The severity of the disease was defined by the stage of the lymphedema. The worth of wellness of the study participants presenting the late stages of the infection was abysmal as the indicators observed declined in their overall mean QoL index. The negative Pearson’s correlation (r = -0.504, p-value=0.0001) between the severity of the disease and the quality of life of the study participant was in divergent with the positive correlation (r = 0.74, p-value <0.0001) of severity of disease and quality of life score in a different study1. Nevertheless, erstwhile study using modified Dermatology Life Quality index (mDLQI) also revealed that the severity of the filarial lymphedema had a considerable negative repercussion on the QoL of the individuals17. A possible explanation for the negative effect of the stage of the lymphedema on the quality of the respondents in our study may lie in the fact that as the swelling of their affected limbs worsened, the less productive they become and so a toiling effect on the wellbeing of LF patients.

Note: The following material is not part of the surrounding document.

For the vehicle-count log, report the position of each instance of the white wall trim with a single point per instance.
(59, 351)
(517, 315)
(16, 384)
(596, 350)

For further analysis on how the disease impact the physical abilities of the LF participants, we used the mobility, daily activities, pain/discomfort and self-care domains in assessing this as used elsewhere8. The physical ability of LF participants have been widely reported to be hampered as compared to healthy individuals without the condition 3,4,8,11 and this was expected in this study. On the other hand, other studies1,14 have also shown a higher level of self-care among LF patients which happen to corroborate with our current study where the self-care domain had the highest average QoL score of 85.03. This finding reflects the composition of our LF patients in the study where 36% of them are living with stage two (2) lymphedema and as a result could still take care of themselves.
Mobility of LF patients is also considered a key factor in assessing the physical capabilities of the patients as the various manifestations of the disease (ADL, hydrocele, lymphedema and elephantiasis). This situation has a cascading effects on the employment and income status of persons living with the condition18,19. Our study participants, however, averagely had mobility domain score of 68.86 which is comparatively higher to previous studies of 43.115, 54.92 (baseline score)14 and 52.321. Nevertheless, this finding does not undermine the finding that 77% of the respondents had some form of difficulty in sitting and getting out of a chair or a challenge in walking a long distance. As an earlier study have also detailed the mobility of LF patients by using a 10 m walking test (10MWT) and a timed ‘up and go’ (TUG) test revealed LF patients were slower than controls (10WT: cases=0.828 m/s, controls = 1.104 m/s, TUG: cases =14.7s, controls =11.2s).